Suppliers brace for earnings hit from slowdowns

Some suppliers already are feeling pain in the pocketbook stemming from the terrorist attacks on the United States.

Visteon Corp. cut its third-quarter earnings and says it expects an after-tax loss of $60 million to $70 million, excluding any restructuring charges. The shortfall is a direct result of Ford's Sept. 15 decision to lower third-quarter production by 110,000 to 120,000 units. Visteon relies on Ford for more than 80 percent of its revenues.

Ford cited the terrorist attacks and subsequent parts shortages for its lower production.

Despite difficulties in bringing freight into the United States, Visteon said it has been able to meet all production commitments to Ford.

"Although we've been able to hold our forecast until now, there is no way we can contain this level of reduction this late in the quarter," Visteon President Michael Johnston said in a prepared statement.

The company is holding off on full-year earnings estimates because of economic and auto sales uncertainty. Auto sales were curtailed severely during the week of the terrorist attacks, and many analysts expect that sales will continue to falter through December.

Intermet Corp., a maker of cast metal parts, also downgraded third-quarter expectations. The company is now expecting to lose $2.5 million to $3 million, or 10 cents to 12 cents per share, during the period.

"Sales are being affected by a slowing economy and the reduction of vehicle production at our customers as a result of the tragic events of last week and, at this point, appear to be less than $200 million for the quarter, thus impacting earnings," Intermet Chairman John Doddridge said in a statement on Friday, Sept. 21.

Sales volume could actually decline even more, he warned, as Intermet is receiving daily order changes due to the worsening economic conditions.

Too soon for predictions

The Ford cutbacks also will hurt supplier Freudenberg-NOK, which counts Ford as one of its top three customers.

"Definitely, it's something we're taking seriously," said Sharon Wenzl, Freudenberg-NOK vice president of corporate relations. "We have some concerns that we might be looking at some lower production schedules."

The overall affect on orders is not clear yet, but the aftermath makes a recent decision to extend holiday shutdowns even more prudent, Wenzl said.

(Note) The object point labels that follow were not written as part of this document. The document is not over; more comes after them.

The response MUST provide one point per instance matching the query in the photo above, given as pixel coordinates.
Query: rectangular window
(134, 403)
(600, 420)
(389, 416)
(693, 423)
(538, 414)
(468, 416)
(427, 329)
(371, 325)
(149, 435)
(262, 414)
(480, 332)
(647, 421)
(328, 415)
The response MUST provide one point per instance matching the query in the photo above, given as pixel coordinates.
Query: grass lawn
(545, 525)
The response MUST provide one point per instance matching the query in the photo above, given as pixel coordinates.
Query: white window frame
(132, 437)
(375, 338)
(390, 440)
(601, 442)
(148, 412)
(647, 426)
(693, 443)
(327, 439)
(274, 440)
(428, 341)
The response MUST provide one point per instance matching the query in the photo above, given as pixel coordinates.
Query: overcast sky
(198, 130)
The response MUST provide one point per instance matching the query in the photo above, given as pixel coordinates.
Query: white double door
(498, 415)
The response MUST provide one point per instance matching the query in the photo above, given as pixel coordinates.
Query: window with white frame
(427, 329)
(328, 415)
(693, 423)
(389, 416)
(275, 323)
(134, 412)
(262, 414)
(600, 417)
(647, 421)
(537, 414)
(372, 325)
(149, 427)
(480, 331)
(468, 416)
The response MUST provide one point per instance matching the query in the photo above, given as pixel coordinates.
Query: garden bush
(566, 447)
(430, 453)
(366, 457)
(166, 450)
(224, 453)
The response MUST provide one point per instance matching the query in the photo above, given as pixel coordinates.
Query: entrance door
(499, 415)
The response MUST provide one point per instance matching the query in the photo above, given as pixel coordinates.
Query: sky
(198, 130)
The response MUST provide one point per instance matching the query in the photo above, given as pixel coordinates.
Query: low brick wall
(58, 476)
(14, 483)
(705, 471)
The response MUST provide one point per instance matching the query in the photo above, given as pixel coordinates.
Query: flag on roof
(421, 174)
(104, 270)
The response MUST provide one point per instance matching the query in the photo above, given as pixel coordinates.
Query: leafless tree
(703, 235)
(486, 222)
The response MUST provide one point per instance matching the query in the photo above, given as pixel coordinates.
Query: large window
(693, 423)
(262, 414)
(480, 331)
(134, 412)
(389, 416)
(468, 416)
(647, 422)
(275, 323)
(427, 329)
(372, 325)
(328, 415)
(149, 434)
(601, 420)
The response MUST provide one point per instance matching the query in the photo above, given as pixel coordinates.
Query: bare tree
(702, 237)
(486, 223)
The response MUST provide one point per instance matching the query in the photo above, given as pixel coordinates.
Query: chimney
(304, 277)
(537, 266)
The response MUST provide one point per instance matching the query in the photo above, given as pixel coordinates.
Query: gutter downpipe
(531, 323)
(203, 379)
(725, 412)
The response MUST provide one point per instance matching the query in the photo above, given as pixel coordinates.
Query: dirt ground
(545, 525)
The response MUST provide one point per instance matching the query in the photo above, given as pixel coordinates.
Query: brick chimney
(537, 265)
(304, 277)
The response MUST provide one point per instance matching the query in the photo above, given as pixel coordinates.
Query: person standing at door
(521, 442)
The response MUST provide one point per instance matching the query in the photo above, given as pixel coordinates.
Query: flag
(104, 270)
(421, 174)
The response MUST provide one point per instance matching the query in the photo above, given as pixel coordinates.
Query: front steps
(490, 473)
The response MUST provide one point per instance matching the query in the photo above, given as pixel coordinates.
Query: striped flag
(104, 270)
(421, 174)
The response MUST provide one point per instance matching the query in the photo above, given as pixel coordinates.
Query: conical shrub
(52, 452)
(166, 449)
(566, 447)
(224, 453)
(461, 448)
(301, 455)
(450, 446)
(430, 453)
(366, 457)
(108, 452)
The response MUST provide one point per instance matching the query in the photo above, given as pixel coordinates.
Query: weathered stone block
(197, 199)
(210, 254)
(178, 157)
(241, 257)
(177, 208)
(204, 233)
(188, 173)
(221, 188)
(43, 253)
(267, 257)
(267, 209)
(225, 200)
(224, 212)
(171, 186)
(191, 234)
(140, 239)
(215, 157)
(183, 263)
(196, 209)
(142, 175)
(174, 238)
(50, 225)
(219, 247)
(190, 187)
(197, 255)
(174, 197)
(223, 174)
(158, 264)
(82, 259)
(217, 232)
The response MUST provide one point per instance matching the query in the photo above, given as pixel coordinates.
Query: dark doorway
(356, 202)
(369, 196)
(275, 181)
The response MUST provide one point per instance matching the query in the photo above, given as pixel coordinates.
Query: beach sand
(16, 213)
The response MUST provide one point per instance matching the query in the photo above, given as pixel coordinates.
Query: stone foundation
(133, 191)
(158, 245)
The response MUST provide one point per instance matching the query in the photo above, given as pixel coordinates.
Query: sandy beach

The company, which makes seals and suspension components, said it would extend the Thanksgiving and Christmas holidays with six days of unpaid vacation for all employees at U.S. facilities. That decision had been made based on weakening economic conditions before the attacks.

Many suppliers say it's too early to predict how business might be damaged until customers adjust their orders. The fallout could be felt in North America and in Europe, where exporters have enjoyed strong sales in the United States in recent years.

Still, "everyone should be very careful in talking down the economy," said Mathias Lenz, vice president of corporate public relations at ZF Friedrichshafen AG. "We think there can be an impact, but it's impossible to evaluate how strong it will be and if it's maybe only a short-term impact or maybe a bigger impact."

ZF hasn't had significant problems meeting its production schedule or making deliveries, Lenz said. But a bomb scare at its suspension plant in Lapeer, Mich., shut down production for a few hours on Sept. 13.

Autoliv Inc. said it would suffer because of the attacks, though the exact degree isn't known.

"Production is going down," Autoliv spokesman Mats Odman said. "The outlook for the next few quarters has been reversed downward."

The Swedish safety systems supplier already has received fewer orders, though the figures are changing daily, Odman said, making it hard to predict what the financial outcome will be for Autoliv. Affected customers include North American producers as well as European automakers that export to North America.

Problems at the borders

Autoliv hasn't caused any delivery or production problems for its customers in North America, but it has had problems shipping parts from Mexico and Canada into the United States.

Said Odman: "We have also been helped by the demand. The need for the components from us has been a little less because they have closed the plants for a day or two."